In Italia 2 metri quadrati di suolo al secondo vengono cementificati e gli effetti dell’artificializzazione del terreno hanno un costo di oltre 3 miliardi di euro all’anno. Una tendenza da invertire per realizzare la transizione ecologica.
Regola il ciclo naturale dell’aria, delle sostanze organiche e di quelle minerali. Filtra e depura l’acqua. È un anello fondamentale del flusso energetico e del ciclo dei nutrienti che contraddistinguono l’ecosistema Terra. Il suolo è una componente essenziale del nostro ecosistema, anello decisivo per le nostre vite. Eppure è costantemente minacciato dalle attività antropiche. Basti pensare che ogni secondo, nel nostro Paese, 2 metri quadrati di suolo vengono sostituiti da nuovi edifici, infrastrutture, insediamenti commerciali, logistici, produttivi e di servizio. Con gravi effetti di impermeabilizzazione del terreno. Da qui la scelta della Fao di organizzare una campagna di comunicazione costante per ricordare che salinizzazione e artificializzazione sono le principali minacce del suolo, e tra i problemi più importanti a livello globale per la produzione agricola, la sicurezza alimentare e la sostenibilità nelle regioni aride e semiaride.

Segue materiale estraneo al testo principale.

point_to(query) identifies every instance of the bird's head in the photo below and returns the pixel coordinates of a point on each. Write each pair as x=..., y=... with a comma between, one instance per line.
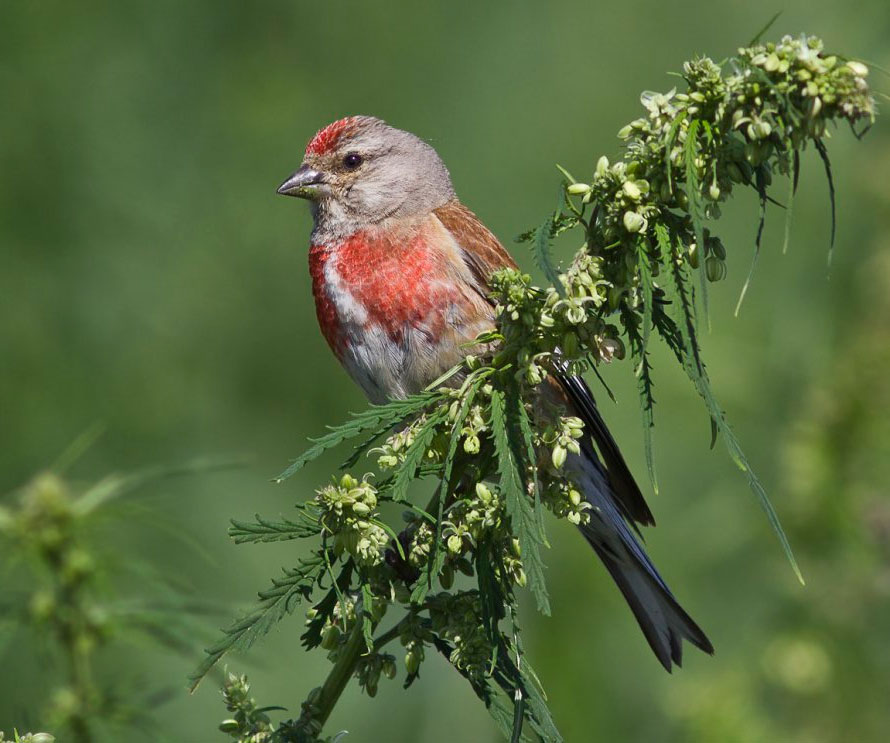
x=360, y=171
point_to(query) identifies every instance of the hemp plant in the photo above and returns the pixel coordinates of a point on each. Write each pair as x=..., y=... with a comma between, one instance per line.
x=489, y=436
x=57, y=594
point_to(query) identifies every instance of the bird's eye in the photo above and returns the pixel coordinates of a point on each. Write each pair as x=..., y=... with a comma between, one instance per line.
x=352, y=160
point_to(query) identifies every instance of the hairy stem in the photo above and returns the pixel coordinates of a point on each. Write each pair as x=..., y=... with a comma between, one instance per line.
x=340, y=674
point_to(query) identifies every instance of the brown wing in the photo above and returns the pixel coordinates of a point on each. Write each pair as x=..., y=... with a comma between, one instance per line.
x=484, y=254
x=481, y=250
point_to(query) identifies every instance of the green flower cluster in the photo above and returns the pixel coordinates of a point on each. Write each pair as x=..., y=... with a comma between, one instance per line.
x=248, y=724
x=495, y=434
x=457, y=619
x=348, y=512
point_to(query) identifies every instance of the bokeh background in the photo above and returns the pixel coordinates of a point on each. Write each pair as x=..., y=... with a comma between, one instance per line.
x=152, y=281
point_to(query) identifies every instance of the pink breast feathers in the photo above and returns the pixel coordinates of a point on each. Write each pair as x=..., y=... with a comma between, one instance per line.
x=383, y=282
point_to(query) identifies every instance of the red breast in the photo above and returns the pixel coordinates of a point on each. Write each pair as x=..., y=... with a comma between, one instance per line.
x=394, y=278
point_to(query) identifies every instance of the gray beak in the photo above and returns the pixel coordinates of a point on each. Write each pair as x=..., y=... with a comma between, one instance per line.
x=303, y=184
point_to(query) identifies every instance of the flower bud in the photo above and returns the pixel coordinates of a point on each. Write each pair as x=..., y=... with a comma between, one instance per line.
x=330, y=637
x=715, y=268
x=412, y=661
x=455, y=544
x=632, y=190
x=602, y=166
x=389, y=668
x=634, y=222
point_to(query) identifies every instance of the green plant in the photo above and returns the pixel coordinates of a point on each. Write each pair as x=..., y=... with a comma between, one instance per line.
x=642, y=222
x=59, y=591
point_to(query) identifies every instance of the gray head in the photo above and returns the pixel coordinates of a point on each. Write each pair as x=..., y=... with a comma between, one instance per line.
x=360, y=171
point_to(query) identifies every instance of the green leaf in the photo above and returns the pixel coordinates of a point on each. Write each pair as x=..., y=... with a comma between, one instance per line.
x=693, y=193
x=541, y=251
x=792, y=190
x=696, y=372
x=377, y=419
x=513, y=465
x=769, y=24
x=436, y=558
x=414, y=456
x=274, y=603
x=263, y=530
x=761, y=190
x=367, y=622
x=823, y=153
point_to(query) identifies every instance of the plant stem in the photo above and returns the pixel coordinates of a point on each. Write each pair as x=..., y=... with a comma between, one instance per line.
x=340, y=674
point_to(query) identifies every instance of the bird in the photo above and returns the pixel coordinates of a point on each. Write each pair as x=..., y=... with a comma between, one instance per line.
x=400, y=274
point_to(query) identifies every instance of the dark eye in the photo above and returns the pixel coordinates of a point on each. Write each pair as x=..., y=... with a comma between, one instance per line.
x=352, y=160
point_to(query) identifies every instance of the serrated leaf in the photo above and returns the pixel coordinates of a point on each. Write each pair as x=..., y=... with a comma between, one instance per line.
x=377, y=419
x=693, y=193
x=823, y=153
x=263, y=530
x=761, y=191
x=414, y=456
x=512, y=465
x=274, y=603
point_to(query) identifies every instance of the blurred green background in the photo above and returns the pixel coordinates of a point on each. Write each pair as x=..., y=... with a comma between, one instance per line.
x=151, y=280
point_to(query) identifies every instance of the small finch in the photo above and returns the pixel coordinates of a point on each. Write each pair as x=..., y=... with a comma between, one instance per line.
x=400, y=274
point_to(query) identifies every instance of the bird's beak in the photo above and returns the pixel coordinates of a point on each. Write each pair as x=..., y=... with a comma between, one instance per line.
x=306, y=183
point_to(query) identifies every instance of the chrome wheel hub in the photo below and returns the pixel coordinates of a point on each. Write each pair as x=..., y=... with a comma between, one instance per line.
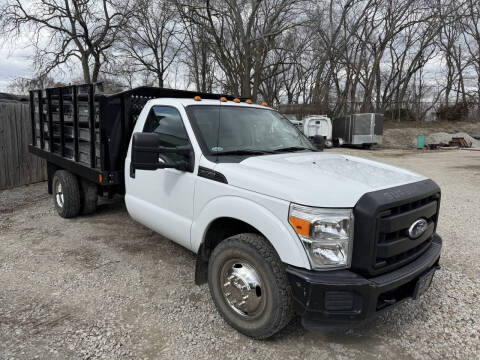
x=242, y=288
x=59, y=194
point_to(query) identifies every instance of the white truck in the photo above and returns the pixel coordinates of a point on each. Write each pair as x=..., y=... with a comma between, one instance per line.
x=279, y=228
x=318, y=125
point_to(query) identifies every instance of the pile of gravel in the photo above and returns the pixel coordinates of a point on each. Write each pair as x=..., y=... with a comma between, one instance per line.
x=445, y=138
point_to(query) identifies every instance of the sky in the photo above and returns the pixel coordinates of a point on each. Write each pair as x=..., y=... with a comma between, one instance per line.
x=15, y=61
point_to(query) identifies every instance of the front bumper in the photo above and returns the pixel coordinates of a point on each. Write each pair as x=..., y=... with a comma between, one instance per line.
x=342, y=299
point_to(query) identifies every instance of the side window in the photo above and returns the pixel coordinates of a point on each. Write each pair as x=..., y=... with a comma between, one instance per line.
x=167, y=122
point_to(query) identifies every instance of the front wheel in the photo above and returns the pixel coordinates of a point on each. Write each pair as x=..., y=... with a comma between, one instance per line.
x=249, y=285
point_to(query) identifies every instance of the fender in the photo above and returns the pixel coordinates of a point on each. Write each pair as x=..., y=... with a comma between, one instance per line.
x=283, y=239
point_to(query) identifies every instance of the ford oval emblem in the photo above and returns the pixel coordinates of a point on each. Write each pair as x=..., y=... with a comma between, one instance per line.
x=417, y=228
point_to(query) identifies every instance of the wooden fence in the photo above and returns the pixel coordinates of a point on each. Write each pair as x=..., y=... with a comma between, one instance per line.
x=17, y=165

Consumo di suolo in aumento
Secondo il rapporto “Consumo di suolo 2021” del Sistema Nazionale per la Protezione dell’Ambiente, il consumo di suolo, il degrado del territorio e la perdita delle funzioni dei nostri ecosistemi sono proseguiti senza rallentamento anche nel 2020, nonostante i lockdown. Le conseguenze sono anche economiche: gli effetti di impermeabilizzazione e artificializzazione del suolo hanno un costo di oltre 3 miliardi di euro all’anno. Una cifra che potrebbe erodere in maniera significativa le risorse rese disponibili dal programma Next Generation Eu. In Italia la situazione è peggiore che altrove. Il rapporto segnala che la copertura artificiale del suolo è ormai arrivata al 7,11% (7,02% nel 2015, 6,76% nel 2006), ben oltre la media europea del 4,2%. La quota nazionale sale al 9,15% se si parla di suolo utile, ovvero quella parte di territorio disponibile e idonea ai diversi usi. Una tendenza che va invertita al più presto. Altrimenti sarà praticamente impossibile completare la transizione ecologica di cui tanto si parla. A rischio non ci sono solo gli obiettivi comunitari, che puntano a fare dell’Unione europea l’area leader per la sostenibilità, ma anche il futuro di ciò che respiriamo e che mangiamo, in definitiva la nostra salute.
Ddl arenato al Senato
All’inizio di questa legislatura è stato presentato un Disegno di legge, prima firmataria la senatrice Paola Nugnes, che fissa un principio già accolto in altre legislazioni europee: rigenerazione urbana e consumo di suolo non possono prescindere l’una dall’altro. Altrimenti la prima rischia di trasformarsi in un semplice elemento di rendita, collegato a pochi ambiti di territorio. Il testo impone quindi l’adeguamento degli strumenti di pianificazione territoriale, urbanistica e paesaggistica e rafforza i poteri di vigilanza in capo all’Ispra. Dopo lunghe discussioni in Commissione Ambiente, il disegno di legge è però sostanzialmente congelato per la mancanza di una maggioranza che lo sostenga.